40 Gigabit ethernet: prototyping transparent end-to-end connectivity

Dumitru, C.; Koning, R.; de Laat, C.

Publication date
2011

Document Version
Final published version

Published in
Proceedings of the 27th TERENA Networking Conference (TNC2011), Prague, CZ

Link to publication

Citation for published version (APA):

General rights
It is not permitted to download or to forward/distribute the text or part of it without the consent of the author(s) and/or copyright holder(s), other than for strictly personal, individual use, unless the work is under an open content license (like Creative Commons).

Disclaimer/Complaints regulations
If you believe that digital publication of certain material infringes any of your rights or (privacy) interests, please let the Library know, stating your reasons. In case of a legitimate complaint, the Library will make the material inaccessible and/or remove it from the website. Please Ask the Library: https://uba.uva.nl/en/contact, or a letter to: Library of the University of Amsterdam, Secretariat, Singel 425, 1012 WP Amsterdam, The Netherlands. You will be contacted as soon as possible.
Abstract

The ever increasing demands of data intensive eScience applications have pushed the limits of computer networks.
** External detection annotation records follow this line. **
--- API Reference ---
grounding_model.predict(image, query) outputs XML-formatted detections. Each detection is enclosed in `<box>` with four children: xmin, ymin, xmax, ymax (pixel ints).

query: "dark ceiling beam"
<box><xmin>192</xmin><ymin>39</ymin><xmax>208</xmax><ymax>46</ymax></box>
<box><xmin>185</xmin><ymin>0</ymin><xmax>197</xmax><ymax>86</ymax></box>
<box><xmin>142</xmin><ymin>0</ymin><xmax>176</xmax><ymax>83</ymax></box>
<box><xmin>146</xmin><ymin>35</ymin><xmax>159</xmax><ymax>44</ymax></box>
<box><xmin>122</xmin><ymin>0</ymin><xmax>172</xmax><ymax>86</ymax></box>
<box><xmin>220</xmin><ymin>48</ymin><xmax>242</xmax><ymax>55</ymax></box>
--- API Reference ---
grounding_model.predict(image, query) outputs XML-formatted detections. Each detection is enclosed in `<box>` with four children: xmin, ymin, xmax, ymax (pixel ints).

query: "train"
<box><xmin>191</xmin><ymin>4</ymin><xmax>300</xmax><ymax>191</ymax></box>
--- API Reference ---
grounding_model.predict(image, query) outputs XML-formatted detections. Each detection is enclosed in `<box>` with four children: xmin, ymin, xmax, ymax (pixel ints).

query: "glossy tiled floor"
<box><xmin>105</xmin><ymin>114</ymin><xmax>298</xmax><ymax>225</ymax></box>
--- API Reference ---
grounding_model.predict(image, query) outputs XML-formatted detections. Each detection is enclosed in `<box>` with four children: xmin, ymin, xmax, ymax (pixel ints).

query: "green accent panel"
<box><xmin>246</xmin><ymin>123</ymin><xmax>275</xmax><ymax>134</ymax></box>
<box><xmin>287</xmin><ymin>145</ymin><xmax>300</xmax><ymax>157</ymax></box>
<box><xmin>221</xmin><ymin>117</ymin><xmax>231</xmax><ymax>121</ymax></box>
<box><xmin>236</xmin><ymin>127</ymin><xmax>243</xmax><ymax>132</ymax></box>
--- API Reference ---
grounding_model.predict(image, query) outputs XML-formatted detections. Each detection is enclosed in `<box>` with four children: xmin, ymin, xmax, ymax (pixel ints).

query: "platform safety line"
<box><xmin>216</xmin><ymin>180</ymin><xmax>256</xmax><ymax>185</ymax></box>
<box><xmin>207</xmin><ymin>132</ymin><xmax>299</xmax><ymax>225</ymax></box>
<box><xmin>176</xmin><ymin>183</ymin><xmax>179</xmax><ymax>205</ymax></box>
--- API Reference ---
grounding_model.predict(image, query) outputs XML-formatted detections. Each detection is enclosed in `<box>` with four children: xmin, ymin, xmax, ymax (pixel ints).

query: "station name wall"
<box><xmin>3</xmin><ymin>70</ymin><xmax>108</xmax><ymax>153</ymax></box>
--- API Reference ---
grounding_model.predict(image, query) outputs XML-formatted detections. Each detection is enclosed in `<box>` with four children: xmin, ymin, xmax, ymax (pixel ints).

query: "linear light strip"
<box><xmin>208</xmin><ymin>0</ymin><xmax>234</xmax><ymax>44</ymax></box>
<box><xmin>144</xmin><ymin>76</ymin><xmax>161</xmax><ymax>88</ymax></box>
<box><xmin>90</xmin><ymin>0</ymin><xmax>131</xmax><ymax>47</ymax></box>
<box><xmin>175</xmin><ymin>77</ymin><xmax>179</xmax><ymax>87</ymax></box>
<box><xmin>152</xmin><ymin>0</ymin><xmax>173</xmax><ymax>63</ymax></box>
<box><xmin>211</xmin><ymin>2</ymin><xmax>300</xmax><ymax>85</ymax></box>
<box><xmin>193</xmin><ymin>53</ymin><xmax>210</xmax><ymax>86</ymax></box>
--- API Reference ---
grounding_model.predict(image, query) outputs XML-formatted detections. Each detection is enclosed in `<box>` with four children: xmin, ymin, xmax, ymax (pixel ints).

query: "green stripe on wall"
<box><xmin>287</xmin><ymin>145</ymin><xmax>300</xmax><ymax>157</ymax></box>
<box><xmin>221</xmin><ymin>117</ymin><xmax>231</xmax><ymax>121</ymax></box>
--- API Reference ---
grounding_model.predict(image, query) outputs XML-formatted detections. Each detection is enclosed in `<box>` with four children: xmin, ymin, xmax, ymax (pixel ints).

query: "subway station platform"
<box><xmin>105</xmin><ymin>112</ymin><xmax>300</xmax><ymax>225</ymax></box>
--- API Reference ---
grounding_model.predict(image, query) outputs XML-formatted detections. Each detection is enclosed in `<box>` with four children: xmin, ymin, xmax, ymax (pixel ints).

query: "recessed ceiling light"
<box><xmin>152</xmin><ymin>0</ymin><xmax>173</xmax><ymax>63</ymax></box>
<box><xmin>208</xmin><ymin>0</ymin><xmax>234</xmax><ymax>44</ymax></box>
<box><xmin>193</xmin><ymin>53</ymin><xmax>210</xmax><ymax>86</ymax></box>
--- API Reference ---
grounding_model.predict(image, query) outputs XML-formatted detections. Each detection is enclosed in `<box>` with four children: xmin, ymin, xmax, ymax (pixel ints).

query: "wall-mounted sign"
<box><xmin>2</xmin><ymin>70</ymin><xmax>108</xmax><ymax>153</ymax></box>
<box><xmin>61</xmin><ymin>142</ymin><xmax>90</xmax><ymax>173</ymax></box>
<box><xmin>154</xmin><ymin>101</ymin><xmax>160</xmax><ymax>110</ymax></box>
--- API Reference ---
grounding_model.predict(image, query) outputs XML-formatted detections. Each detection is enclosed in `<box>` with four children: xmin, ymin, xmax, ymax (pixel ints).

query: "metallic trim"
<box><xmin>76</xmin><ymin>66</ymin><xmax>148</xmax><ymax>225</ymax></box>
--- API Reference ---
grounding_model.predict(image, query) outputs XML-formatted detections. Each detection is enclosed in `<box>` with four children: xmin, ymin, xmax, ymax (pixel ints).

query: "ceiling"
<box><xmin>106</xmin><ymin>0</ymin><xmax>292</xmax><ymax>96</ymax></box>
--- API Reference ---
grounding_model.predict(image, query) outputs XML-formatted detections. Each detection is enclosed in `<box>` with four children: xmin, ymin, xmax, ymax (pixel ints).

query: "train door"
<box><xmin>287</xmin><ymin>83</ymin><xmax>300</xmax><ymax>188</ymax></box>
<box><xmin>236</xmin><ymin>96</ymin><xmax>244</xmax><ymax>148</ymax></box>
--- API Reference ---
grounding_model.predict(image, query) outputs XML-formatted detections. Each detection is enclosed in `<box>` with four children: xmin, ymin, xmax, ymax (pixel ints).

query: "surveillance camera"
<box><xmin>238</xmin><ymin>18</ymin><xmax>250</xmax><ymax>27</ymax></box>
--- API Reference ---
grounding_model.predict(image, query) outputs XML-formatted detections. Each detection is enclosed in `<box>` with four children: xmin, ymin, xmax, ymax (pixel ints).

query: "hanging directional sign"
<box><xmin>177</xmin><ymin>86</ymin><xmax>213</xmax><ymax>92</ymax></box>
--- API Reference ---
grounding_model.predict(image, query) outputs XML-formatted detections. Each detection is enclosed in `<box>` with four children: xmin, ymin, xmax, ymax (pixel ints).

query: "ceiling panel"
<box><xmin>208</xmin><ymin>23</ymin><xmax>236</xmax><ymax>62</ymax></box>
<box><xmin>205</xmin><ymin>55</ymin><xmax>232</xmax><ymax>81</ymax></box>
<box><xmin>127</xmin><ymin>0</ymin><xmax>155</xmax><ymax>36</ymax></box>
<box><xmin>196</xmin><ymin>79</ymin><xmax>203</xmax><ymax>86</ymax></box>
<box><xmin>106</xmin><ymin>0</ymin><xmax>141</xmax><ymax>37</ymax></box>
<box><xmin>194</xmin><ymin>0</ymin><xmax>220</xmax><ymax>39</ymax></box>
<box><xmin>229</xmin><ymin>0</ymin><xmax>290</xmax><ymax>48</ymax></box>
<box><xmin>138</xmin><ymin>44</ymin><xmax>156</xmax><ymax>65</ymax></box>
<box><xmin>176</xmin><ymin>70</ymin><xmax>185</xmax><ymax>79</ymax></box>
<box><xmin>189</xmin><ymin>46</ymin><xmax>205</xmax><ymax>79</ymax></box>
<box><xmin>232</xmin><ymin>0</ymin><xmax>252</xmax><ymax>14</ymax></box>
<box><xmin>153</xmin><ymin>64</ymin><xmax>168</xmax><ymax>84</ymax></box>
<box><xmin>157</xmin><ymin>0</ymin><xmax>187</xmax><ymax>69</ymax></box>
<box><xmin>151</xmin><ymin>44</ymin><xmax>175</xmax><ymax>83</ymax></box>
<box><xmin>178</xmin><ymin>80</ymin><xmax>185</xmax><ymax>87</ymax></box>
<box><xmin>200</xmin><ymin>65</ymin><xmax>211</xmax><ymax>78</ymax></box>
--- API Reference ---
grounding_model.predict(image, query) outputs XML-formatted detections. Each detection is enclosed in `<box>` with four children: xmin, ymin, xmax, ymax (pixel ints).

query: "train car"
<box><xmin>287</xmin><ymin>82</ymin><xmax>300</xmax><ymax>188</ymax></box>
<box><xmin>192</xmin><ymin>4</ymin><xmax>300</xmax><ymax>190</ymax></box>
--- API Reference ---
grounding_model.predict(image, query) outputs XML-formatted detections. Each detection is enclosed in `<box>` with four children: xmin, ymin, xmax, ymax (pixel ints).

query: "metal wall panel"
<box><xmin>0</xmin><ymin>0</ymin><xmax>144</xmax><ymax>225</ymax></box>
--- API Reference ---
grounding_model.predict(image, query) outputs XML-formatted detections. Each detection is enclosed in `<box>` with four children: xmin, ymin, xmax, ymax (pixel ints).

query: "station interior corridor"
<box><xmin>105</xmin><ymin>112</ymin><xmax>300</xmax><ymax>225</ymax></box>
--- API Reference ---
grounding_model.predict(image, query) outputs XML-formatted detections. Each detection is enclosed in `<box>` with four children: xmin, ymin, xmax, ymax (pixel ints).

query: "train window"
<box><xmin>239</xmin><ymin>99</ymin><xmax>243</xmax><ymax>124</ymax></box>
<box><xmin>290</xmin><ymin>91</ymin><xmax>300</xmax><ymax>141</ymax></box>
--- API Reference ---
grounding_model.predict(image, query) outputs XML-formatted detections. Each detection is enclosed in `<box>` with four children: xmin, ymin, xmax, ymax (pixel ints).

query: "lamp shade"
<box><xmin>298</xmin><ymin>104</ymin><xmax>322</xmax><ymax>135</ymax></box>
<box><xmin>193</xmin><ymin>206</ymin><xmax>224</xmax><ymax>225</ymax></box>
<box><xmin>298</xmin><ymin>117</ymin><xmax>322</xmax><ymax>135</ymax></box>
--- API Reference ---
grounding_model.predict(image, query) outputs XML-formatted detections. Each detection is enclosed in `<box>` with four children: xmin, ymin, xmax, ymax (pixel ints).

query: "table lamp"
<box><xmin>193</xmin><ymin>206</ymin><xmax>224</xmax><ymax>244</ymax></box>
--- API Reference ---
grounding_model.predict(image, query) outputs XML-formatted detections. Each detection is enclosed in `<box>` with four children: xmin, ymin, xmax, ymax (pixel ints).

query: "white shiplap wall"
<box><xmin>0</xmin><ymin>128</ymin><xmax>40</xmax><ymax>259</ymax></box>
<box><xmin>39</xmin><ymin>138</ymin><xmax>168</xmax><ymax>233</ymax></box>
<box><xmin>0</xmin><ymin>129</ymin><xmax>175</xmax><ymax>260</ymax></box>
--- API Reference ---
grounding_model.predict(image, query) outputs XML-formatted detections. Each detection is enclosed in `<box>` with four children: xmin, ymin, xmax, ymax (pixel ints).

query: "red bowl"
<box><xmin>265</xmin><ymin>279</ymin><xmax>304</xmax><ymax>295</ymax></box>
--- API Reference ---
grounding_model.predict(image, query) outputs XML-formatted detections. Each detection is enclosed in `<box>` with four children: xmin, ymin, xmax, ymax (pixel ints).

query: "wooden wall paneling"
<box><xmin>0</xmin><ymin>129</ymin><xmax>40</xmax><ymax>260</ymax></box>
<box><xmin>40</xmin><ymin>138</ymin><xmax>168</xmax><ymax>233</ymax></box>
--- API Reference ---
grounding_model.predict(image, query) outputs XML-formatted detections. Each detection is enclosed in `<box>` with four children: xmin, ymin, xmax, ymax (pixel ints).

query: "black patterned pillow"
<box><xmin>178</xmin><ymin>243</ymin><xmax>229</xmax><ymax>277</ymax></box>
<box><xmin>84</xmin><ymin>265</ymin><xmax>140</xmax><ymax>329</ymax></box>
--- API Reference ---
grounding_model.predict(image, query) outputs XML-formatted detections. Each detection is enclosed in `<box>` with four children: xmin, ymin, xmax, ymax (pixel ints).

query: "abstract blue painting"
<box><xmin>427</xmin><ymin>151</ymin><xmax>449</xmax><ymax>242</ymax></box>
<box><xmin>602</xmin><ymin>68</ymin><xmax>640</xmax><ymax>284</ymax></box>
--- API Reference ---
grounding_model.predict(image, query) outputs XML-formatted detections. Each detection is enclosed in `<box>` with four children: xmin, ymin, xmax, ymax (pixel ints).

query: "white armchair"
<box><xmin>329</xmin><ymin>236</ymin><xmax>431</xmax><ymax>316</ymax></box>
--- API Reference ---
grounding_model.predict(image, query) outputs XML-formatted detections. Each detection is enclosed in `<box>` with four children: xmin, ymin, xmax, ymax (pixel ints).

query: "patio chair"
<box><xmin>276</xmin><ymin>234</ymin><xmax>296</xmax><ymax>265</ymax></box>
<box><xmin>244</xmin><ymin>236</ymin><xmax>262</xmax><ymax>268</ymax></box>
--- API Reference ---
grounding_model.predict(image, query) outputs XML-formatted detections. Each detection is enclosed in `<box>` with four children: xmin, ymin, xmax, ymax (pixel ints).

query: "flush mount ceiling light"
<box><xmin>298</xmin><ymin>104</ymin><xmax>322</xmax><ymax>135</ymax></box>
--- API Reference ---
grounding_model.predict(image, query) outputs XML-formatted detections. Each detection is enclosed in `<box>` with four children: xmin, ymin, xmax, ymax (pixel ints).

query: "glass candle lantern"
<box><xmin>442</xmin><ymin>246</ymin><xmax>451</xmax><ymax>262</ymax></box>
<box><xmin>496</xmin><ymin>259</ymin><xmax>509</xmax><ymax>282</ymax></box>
With the launch of the new 40 Gigabit Ethernet (40GE) standard, 802.3ba, applications can go beyond the common 10 Gigabit/s per data stream barrier for both local area, and as demonstrated in the GLIF 2010 and Supercomputing 2010 demos[3], wide area setups. In this article we profile the performance of state-of-the-art server hardware combined with 40GE technology. We give an insight on the issues involved with ultra high performance network adapters and suggest optimization approaches.

Keywords: 40G Ethernet, Optical Networks, Computer Architecture

1 INTRODUCTION

The dual 40/100 Gigabit Standard 802.3ba [5] is the next evolution of the Ethernet standard. It increases the maximum speed at which Ethernet frames can be transmitted and defines new physical (PHY) standards for the transport of data over copper or optical media. It was approved in its final state in July 2010 with vendors announcing hardware that implements it (and its drafts) in September 2009. In Q3 of 2010, 40GE client adapters became available in limited supply. At the same time several vendors started offering optical switch modules or development platforms.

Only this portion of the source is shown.